Posted in Finance, Accounting and Economics Terms, Total Reads: 417
Definition: Shogun Bond
A Shogun Bond, also called the Euro-yen bond is a bond that is issued by a non-Japanese company, in Japan that is denominated in a currency other than the yen. The shogun bond is thus, a bond that is floated in Japan by a non-Japanese borrower and this bond is denominated in a foreign currency other than yen. For example, a U.S. based firm may issue bonds denominated in U.S. dollars in the Japanese capital market. Shogun bonds are an important way of raising capital for multinational companies operating in Japan. The shogun bond is also called as the geisha bond.

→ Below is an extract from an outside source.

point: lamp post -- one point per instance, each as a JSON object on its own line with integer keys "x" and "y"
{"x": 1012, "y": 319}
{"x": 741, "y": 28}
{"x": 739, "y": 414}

The shogun bond was first issued in August 1985 in Tokyo when a public offering of the same was made by the World Bank to raise capital. The Shogun bond derives its name from the Japanese term for the traditional leader of the Japanese military. The Shogun bonds differ from foreign bonds. Foreign bonds are issued by a foreign company to investors in a capital market and are denominated in the currency of the country where the foreign bonds are issued. A U.S. firm floating bonds denominated in yen in Japan is said to be issuing foreign bonds. Such a bond is called Samurai bond in Japan.
The shogun bond market was initially restricted to supranational organizations and to foreign governments. Tax revisions by the U.S. in 1986 spurred interest in the shogun bond market. The subsequent relaxation of rules pertaining to shogun issues introduced greater flexibility for private companies in the shogun bond market.